Born S. Asaph, 1541. Perhaps he graduated B.A. at Oxford in 1563. It is not known when he became a Roman Catholic, if indeed he was ever anything else, but he may be supposed to have fled to the Continent c. 1573. He joined the English College at Douai c. 1576. By the beginning of 1579 he was a member of the English College at Rome, and engaging in controversy, together with the other Welsh students, against the English (see under Clynnog, Morys). The English won, and Smyth was dismissed from the college because he refused to express his readiness to be ordained priest, and to return to England as a missionary. After this, his history becomes obscure; perhaps he was assisted by his friends Gruffydd Robert and Owen Lewis. It is likely that there is some foundation for the statement made in Y Drych Cristianogawl, (1585), that he was then living at Rouen; he may have been the ' Doctor Smythy ' who joined in signing a petition on behalf of the Bridgettines (formerly of Syon Abbey) at Rouen, c. 1587. He returned to England some time towards the middle of the nineties, and for a while was imprisoned at Newgate, but he escaped somehow. It is probable that he was ordained priest some time after this. It is not known where he graduated S.T.P. (= D.D.). It seems that he lived in Paris after his release from prison; Gruffydd Robert wrote to him there c. 1596. He is mentioned in reports from Cecil's spies in 1598 and 1601. It was in Paris that he published his three Welsh books, but a note in a copy of Theater dv Mond in N.L.W. proves that there was some connection between him and Monmouthshire as late as 1615. Lewis Owen in his Running Register, 1626, says that Smith died 'the last year,' i.e. 1625, but if the words were written in 1625, then the year he died would be 1624.

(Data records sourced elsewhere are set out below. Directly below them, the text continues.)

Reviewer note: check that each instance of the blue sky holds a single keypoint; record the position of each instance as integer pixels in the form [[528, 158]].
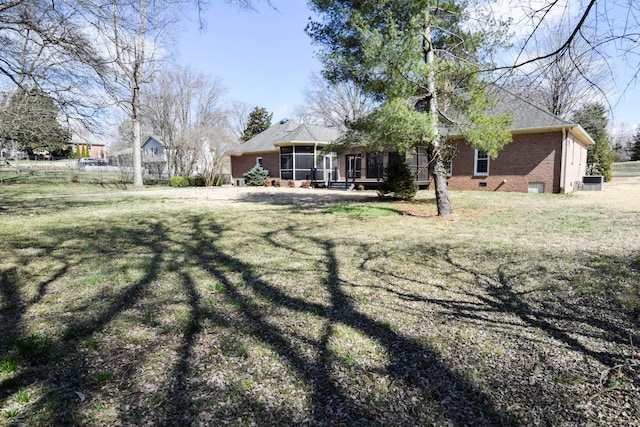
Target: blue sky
[[264, 57]]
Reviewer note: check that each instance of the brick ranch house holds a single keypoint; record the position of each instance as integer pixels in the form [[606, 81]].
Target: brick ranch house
[[547, 155]]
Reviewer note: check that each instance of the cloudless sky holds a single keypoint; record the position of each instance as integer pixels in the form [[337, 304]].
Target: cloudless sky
[[265, 58]]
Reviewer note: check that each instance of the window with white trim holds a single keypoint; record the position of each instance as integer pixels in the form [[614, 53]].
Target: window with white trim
[[481, 163]]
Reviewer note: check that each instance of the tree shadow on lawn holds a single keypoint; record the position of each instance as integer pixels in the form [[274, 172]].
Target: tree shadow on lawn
[[436, 391], [571, 335], [440, 393], [60, 367]]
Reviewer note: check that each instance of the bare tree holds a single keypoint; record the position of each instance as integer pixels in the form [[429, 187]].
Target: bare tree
[[43, 48], [238, 115], [565, 82], [600, 31], [331, 104], [187, 111]]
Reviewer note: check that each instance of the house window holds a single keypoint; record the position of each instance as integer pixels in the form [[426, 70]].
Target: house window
[[298, 162], [374, 165], [481, 163], [354, 166]]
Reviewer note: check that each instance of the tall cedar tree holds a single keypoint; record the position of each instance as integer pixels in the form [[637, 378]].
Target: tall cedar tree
[[635, 146], [422, 61], [259, 120], [593, 118], [30, 119]]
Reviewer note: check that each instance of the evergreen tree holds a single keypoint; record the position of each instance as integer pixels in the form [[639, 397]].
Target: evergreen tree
[[398, 180], [635, 145], [593, 118], [256, 175], [259, 120], [422, 60], [30, 119]]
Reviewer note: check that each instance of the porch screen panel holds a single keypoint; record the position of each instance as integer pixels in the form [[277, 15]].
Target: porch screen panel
[[374, 165], [303, 163], [286, 162]]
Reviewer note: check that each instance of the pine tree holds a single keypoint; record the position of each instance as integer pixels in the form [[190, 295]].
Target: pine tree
[[635, 145], [422, 60], [259, 120], [593, 118]]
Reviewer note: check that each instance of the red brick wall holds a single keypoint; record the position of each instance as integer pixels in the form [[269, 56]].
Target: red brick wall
[[576, 163], [243, 163], [527, 159]]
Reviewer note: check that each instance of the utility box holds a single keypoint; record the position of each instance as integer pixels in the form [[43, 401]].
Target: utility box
[[593, 183]]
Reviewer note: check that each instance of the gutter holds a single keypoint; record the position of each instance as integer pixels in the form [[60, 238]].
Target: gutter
[[563, 162]]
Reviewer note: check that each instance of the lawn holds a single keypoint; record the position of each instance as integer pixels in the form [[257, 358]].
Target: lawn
[[242, 307]]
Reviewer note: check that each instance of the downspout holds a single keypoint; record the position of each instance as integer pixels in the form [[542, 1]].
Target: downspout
[[563, 161]]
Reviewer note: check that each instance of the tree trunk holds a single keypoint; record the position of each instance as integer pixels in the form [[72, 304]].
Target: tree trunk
[[137, 143], [439, 171]]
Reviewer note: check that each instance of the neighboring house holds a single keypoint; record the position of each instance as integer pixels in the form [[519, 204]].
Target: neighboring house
[[97, 149], [547, 155], [154, 156], [289, 151]]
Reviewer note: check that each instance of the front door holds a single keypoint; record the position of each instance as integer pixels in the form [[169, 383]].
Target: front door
[[331, 168], [354, 167]]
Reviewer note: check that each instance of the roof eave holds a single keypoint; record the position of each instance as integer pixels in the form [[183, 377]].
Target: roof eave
[[579, 131]]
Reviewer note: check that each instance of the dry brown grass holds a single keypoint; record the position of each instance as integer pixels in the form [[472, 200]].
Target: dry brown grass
[[289, 307]]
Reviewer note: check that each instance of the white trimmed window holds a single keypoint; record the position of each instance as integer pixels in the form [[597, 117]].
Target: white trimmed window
[[481, 163]]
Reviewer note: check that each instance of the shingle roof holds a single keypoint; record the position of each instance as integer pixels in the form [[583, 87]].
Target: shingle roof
[[526, 117], [525, 114], [288, 131]]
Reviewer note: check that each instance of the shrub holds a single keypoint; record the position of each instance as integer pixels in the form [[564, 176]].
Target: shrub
[[398, 181], [187, 181], [256, 176], [179, 181]]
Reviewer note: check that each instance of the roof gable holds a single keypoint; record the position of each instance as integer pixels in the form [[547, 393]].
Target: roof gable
[[287, 131], [525, 114]]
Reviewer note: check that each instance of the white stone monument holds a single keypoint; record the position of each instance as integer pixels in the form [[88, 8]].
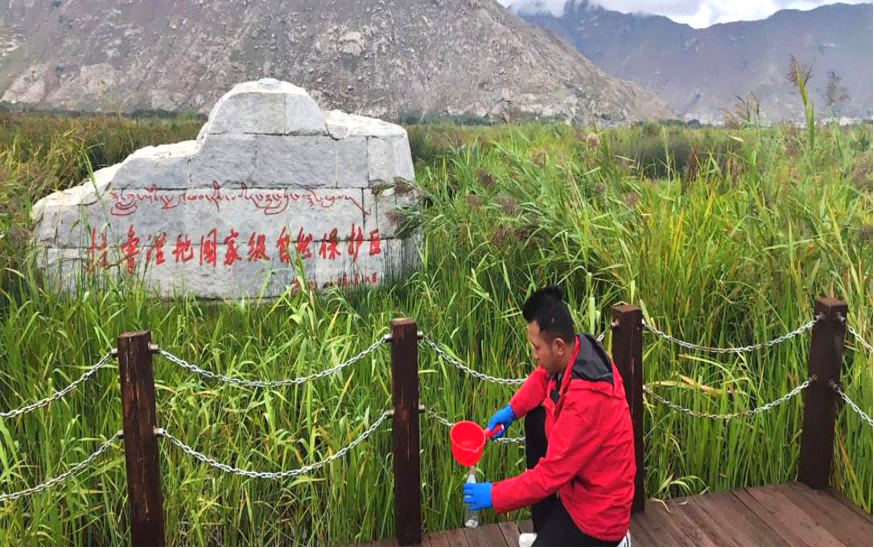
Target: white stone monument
[[271, 182]]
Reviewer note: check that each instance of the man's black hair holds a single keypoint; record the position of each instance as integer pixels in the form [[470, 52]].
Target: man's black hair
[[547, 308]]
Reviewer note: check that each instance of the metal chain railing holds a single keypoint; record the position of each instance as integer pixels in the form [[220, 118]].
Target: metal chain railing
[[856, 334], [445, 422], [271, 384], [474, 373], [59, 394], [731, 416], [66, 475], [733, 350], [852, 404], [274, 475]]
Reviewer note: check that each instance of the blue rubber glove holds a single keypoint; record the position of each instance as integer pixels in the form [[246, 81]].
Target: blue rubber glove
[[505, 418], [478, 496]]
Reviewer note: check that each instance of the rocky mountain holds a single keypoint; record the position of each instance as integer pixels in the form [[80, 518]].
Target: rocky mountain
[[382, 58], [698, 72]]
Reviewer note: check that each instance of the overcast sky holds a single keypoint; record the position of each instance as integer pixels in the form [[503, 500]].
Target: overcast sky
[[698, 13]]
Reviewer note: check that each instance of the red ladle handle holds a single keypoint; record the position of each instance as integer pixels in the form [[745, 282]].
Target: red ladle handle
[[497, 429]]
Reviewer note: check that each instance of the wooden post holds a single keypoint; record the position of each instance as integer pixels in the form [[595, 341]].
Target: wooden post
[[140, 441], [820, 400], [628, 355], [405, 431]]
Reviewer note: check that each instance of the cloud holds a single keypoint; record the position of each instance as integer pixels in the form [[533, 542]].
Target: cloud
[[697, 13]]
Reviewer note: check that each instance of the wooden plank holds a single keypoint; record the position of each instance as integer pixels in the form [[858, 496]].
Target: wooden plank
[[679, 513], [456, 538], [511, 533], [437, 540], [640, 535], [493, 535], [793, 517], [137, 382], [820, 400], [832, 516], [628, 356], [662, 526], [840, 497], [405, 432], [485, 535], [697, 525], [739, 522], [789, 534], [385, 543]]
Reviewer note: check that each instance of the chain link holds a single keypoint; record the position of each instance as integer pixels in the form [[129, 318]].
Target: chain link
[[271, 384], [60, 394], [474, 373], [733, 350], [855, 334], [481, 376], [274, 475], [732, 416], [852, 404], [445, 422], [66, 475]]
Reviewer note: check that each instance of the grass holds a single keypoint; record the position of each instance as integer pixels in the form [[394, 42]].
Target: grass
[[731, 246]]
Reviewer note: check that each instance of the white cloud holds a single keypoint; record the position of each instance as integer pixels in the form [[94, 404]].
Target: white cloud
[[697, 13]]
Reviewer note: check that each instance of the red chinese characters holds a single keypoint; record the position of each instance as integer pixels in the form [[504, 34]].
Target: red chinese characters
[[209, 249], [303, 245], [283, 245], [329, 250], [155, 253], [231, 253], [258, 248], [375, 243], [355, 242], [183, 251], [131, 250]]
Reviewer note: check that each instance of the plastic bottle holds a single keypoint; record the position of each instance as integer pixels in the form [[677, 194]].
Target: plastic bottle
[[471, 518]]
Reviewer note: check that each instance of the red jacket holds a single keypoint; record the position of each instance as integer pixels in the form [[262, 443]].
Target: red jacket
[[590, 457]]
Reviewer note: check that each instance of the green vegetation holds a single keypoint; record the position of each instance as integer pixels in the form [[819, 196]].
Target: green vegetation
[[723, 237]]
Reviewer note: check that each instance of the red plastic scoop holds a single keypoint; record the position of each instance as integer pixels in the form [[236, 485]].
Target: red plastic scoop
[[468, 440]]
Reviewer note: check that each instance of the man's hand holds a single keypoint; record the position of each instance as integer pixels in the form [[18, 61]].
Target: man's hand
[[478, 496], [505, 418]]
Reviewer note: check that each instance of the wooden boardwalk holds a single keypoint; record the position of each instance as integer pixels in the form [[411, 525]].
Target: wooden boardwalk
[[778, 515]]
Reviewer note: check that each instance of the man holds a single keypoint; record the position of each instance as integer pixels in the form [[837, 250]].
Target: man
[[578, 436]]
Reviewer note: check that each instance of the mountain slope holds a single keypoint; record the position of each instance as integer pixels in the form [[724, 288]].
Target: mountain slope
[[380, 58], [698, 72]]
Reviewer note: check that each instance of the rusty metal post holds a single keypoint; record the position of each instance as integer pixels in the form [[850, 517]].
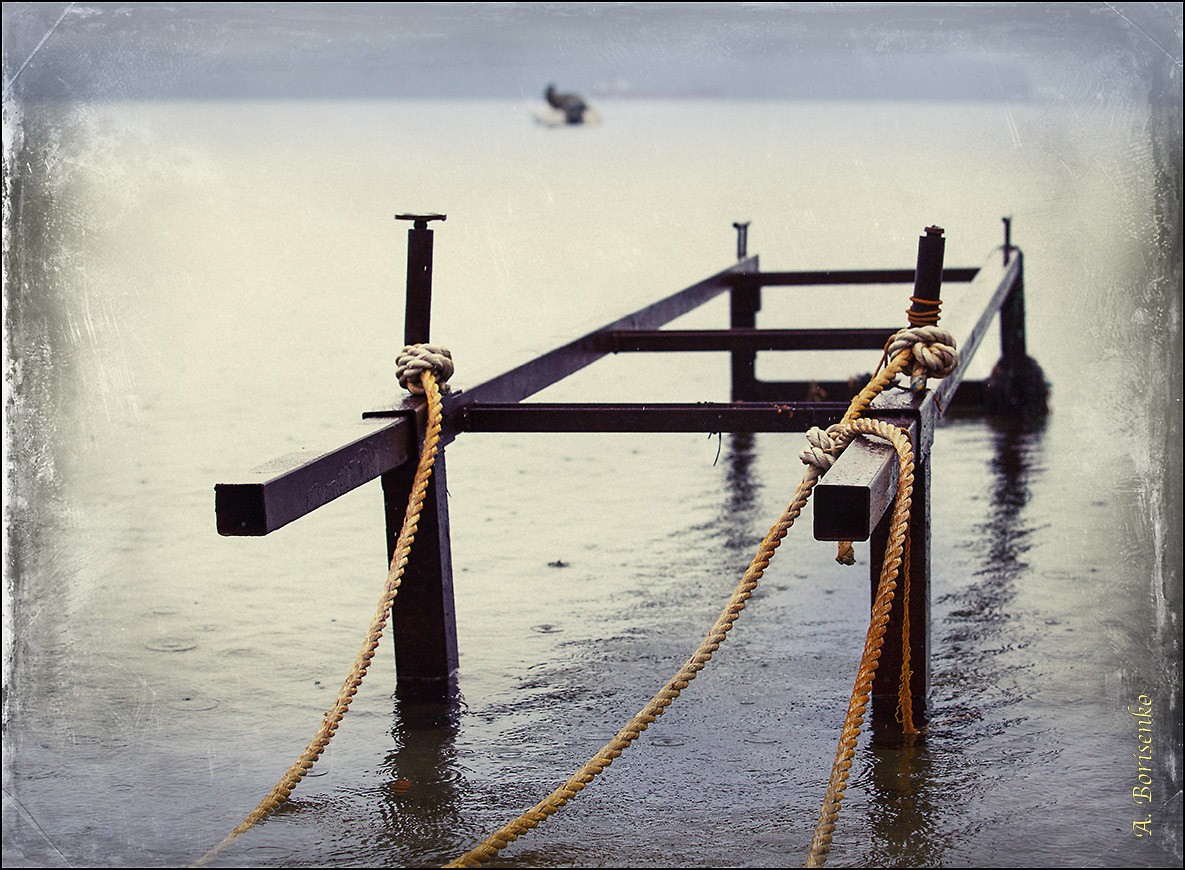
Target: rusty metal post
[[1017, 384], [888, 677], [423, 618], [744, 302], [923, 309], [742, 228]]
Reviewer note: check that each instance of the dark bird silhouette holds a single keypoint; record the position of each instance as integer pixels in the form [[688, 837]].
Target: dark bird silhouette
[[572, 106]]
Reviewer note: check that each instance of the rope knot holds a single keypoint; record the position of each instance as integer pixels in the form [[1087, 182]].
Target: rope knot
[[822, 447], [415, 359], [934, 349]]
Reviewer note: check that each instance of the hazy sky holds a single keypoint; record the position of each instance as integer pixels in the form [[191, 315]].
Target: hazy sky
[[961, 51]]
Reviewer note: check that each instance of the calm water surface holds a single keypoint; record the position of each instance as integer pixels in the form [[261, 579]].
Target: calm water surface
[[228, 285]]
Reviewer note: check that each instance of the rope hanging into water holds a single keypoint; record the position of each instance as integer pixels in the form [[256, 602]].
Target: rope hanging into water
[[886, 586], [822, 448], [423, 370], [498, 840]]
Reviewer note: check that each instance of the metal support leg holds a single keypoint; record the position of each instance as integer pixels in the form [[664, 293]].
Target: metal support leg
[[888, 677], [423, 616], [744, 305], [1017, 385]]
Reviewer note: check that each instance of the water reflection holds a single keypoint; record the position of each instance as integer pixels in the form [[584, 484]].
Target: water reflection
[[916, 785], [905, 804], [420, 795], [742, 494]]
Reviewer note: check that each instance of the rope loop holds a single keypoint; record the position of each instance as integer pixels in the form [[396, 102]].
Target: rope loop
[[934, 349], [822, 448], [415, 359]]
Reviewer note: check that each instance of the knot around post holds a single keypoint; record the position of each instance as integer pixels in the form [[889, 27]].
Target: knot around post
[[934, 349], [822, 448], [415, 359]]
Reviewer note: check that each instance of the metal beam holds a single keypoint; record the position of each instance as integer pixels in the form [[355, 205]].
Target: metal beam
[[703, 417], [747, 339], [854, 493], [540, 372], [288, 487], [969, 319], [845, 276]]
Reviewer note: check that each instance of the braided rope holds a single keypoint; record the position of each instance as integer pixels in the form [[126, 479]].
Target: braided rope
[[822, 448], [489, 848], [898, 526], [414, 360], [932, 352], [426, 378]]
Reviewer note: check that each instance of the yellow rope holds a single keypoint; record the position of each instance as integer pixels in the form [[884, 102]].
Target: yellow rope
[[489, 848], [843, 433], [277, 795], [898, 526], [844, 552]]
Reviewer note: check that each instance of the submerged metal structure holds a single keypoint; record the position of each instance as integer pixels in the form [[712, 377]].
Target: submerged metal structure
[[852, 501]]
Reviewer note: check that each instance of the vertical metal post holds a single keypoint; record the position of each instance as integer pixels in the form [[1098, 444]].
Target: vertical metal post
[[1012, 318], [888, 678], [744, 302], [1017, 384], [418, 311], [742, 228], [927, 298], [423, 618]]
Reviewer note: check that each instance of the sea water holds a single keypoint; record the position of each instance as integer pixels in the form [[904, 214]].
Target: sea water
[[223, 282]]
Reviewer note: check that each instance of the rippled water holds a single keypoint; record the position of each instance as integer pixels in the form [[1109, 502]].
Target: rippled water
[[224, 285]]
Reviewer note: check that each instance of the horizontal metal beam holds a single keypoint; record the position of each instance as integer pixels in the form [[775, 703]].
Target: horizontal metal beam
[[969, 321], [704, 416], [844, 276], [288, 487], [854, 493], [540, 372], [747, 339]]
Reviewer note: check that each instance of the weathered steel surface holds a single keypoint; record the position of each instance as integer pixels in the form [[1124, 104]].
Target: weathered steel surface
[[747, 339], [854, 493], [423, 615], [846, 276], [971, 319], [888, 676], [529, 378], [705, 416], [288, 487]]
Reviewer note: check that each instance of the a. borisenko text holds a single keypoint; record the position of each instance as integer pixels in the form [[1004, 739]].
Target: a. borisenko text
[[1141, 793]]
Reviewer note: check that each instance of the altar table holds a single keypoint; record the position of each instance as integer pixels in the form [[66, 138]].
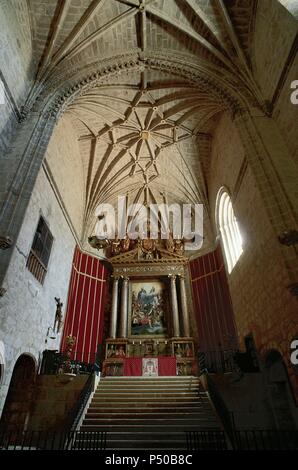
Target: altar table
[[134, 366]]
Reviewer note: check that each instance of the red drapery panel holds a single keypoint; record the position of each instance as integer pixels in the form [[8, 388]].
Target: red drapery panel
[[212, 303], [167, 366], [132, 366], [85, 306]]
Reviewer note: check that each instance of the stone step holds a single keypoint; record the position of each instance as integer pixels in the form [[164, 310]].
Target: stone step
[[137, 427], [174, 386], [146, 392], [148, 420], [146, 409], [184, 378], [103, 414]]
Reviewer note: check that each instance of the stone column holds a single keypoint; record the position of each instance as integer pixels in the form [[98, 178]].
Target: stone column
[[114, 310], [184, 307], [174, 305], [124, 308]]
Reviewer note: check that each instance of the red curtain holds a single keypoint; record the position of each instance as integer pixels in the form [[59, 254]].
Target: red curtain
[[85, 306], [133, 366], [212, 303]]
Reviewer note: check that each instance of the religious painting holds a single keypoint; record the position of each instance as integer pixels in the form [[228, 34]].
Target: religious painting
[[150, 367], [183, 349], [148, 308], [115, 350]]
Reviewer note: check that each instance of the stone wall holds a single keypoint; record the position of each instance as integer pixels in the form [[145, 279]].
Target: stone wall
[[27, 309], [64, 161], [53, 401], [273, 58], [262, 303]]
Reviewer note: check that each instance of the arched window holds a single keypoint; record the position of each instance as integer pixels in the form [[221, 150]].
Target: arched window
[[228, 227]]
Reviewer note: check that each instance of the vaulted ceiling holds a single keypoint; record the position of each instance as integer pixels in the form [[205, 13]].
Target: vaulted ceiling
[[146, 133]]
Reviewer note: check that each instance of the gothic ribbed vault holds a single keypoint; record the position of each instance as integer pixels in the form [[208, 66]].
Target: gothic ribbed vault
[[146, 133]]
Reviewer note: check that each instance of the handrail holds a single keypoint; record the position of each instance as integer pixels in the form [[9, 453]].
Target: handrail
[[78, 409], [221, 409]]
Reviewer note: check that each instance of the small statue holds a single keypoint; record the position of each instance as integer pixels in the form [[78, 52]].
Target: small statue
[[58, 315]]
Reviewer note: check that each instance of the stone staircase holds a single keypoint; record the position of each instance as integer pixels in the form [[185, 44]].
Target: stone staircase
[[149, 413]]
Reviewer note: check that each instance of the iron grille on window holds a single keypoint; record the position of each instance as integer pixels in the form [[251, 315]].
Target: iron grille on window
[[39, 255]]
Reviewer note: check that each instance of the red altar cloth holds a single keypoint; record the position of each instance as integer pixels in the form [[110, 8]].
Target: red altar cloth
[[166, 366], [132, 366]]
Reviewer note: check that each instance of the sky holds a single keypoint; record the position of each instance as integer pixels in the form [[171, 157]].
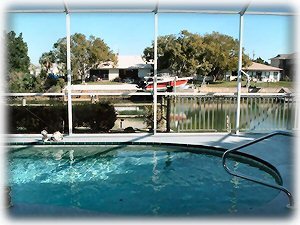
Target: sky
[[129, 34]]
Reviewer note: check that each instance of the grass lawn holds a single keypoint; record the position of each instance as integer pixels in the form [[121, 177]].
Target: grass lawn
[[279, 84]]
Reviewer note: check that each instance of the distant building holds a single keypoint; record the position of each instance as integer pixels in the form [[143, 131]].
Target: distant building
[[128, 67], [262, 72], [287, 63]]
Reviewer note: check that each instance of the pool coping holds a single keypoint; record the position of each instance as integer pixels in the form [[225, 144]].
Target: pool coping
[[208, 140]]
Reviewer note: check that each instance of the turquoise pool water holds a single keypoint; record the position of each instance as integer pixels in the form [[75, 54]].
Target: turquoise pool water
[[133, 181]]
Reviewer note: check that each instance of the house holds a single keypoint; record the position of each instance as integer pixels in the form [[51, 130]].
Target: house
[[128, 67], [287, 63], [34, 70], [262, 72]]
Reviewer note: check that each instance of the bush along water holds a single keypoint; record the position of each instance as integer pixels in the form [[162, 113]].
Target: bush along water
[[99, 117]]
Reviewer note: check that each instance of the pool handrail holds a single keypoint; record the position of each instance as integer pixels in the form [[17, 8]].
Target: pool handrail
[[249, 178]]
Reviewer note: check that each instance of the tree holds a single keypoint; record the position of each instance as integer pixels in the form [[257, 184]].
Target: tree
[[188, 54], [86, 54], [260, 60], [221, 52], [178, 54], [46, 61], [19, 79], [17, 53]]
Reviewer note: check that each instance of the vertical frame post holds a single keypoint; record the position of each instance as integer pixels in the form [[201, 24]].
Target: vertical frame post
[[238, 109], [70, 119], [155, 74]]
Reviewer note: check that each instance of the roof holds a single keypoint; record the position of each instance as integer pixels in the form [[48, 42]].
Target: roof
[[278, 7], [261, 67], [285, 56], [129, 62]]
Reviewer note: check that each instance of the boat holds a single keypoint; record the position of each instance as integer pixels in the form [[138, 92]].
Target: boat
[[164, 82]]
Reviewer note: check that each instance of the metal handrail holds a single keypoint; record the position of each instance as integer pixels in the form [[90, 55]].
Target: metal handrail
[[278, 187]]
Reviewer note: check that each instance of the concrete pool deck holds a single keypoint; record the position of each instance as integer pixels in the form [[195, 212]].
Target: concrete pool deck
[[277, 150]]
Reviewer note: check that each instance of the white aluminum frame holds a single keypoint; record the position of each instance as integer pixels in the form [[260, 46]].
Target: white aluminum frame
[[155, 11]]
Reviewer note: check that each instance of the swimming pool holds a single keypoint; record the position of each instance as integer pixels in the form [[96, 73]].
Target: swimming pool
[[134, 180]]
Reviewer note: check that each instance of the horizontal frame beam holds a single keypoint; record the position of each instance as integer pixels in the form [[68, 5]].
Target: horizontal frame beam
[[152, 11]]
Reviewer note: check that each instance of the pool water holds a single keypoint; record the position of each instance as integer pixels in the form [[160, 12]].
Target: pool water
[[134, 180]]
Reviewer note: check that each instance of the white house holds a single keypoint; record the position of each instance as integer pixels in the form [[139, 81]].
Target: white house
[[128, 67], [262, 72]]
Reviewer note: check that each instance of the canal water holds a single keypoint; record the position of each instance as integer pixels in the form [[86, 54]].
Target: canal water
[[218, 114], [183, 113]]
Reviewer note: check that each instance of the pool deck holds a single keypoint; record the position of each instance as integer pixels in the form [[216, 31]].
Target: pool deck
[[277, 150]]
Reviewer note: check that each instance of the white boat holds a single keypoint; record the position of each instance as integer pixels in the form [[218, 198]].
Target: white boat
[[164, 82]]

According to one of the spies, Smyth was a man of uncommon opinions: he disliked both the Jesuits and the English, and desired to see a republic, together with freedom of conscience, instituted in Wales and England. As an author he is hardly classed with the great masters of Welsh prose, but his work is by no means insignificant. Of especial interest is his attempt to enrich the vocabulary of the language according to the suggestions of his master, Gruffydd Robert.
Here is a list of his published works: (a) Crynnodeb o addysc Cristnogawl (Paris, 1609) (S.T.C. 4569), a translation of the first two, and part of the third, chapters of S. Petrus Canisius's Latin catechism, Summa Doctrinae Christianae; (b) Opus catechisticum … sef yw: Svm ne grynoddeb o adysc Gristionogawl (Paris, 1611) (S.T.C. 4570), a complete translation of the same catechism; (c) Theater dv Mond sef ivv. Gorsedd y Byd (Paris, 1615) (S.T.C. 3170a), a translation of a French work by Pierre Boaistuau, Le Thèâtre du Monde, a treatise on the misery and the greatness of man. This is not one of the books which derives from the Counter-Reformation movement.
A short foreword at the beginning of Y Drych Cristianogawl, 1585, is also attributed to Smyth, but it is very difficult to determine whether or not this is genuinely his work.